Ora, eu conheço muitos americanos que têm uma mente aberta no que a questões sexuais diz respeito mas, infelismente, a sua sociedade não é aberta. Chamo a isto a primeira lei do Puritanismo: o todo é mais puritano do que as partes. (...) A segunda lei é que a repressão sexual é mais difícil de ver do lado de dentro do que do lado de fora. Os americanos estão habituados a viver num país onde as casas de banho se chamam «restrooms», onde nem mesmo os ginecologistas observam os seus pacientes nus, onde se pode ser presa por amamentar em público, onde as «pinups» aparecem em fatos de banho e onde os comediantes chocam as audiências, provocando risos convulsivos, mencionando apenas o nome de uma parte tabu do corpo. Eles não se dão conta o quanto tudo isto parece estranho quando visto do exteri0r. Uma excepção possível está nos americanos que viajaram para o estrangeiro e que poderão ter visitado uma casa de banho Japonesa onde é obrigatório retirar toda a roupa mesmo na presença do sexo oposto. P0dem ter visto a prostituição livre e aberta em Amesterdão e Hamburgo ou ter encontrado pessoas que, no que toca à vida sexual dos seus lideres, simplesmente encolhem os seus ombros."
(Waal, The Ape and the Shushi Master, Basic books, 2001, p.134-135 tr. de LFB)

The Ape and the Sushi Master, de Frans de Waal

Um livro que revoluciona a forma como os seres humanos se pensam a si próprios e o modo como vêm a sua relação com os outros animais.

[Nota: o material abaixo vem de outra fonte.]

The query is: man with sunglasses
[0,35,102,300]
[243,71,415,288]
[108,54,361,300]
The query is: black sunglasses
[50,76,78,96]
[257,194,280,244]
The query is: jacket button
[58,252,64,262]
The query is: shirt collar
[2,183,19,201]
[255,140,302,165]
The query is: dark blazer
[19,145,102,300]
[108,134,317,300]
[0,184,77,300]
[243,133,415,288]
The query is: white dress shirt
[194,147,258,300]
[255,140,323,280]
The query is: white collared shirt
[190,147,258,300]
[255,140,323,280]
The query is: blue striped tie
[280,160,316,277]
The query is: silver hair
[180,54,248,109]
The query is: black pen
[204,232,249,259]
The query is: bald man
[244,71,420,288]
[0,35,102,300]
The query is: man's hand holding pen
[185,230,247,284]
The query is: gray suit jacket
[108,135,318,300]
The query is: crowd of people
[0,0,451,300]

O livro está organizado em três grandes secções: uma dedicada ao modo como os seres humanos vêem os outros animais. Outra parte é sobre a questão de saber se a cultura existe na natureza ou se é apenas pertença dos seres humanos. Será a cultura aquilo que permite separá-los das restantes espécies? Não, é a resposta de Waal. Inúmeros exemplos de cultura não-humana são discutidos, desde os macacos da ilha de Koshima no Japão que lavam/salgam as batatas doces na praia passando pelos chimpanzés que aprendem entre si a quebrar sementes de palmeira, até aos pássaros (blue tit) que aprendem entre si a abrir o selo de alumínio das antigas garrafas de leite para beberem a nata. A definição de cultura usada é a seguinte: cultura é todo "o conhecimento e os hábitos adquiridos de outros " (p.6).

Uma terceira parte do livro é reservada para a discussão da natureza humana e, em particular a questão do altruísmo vs egoísmo.
Tentarei, futuramente, dar mais informações sobre o livro.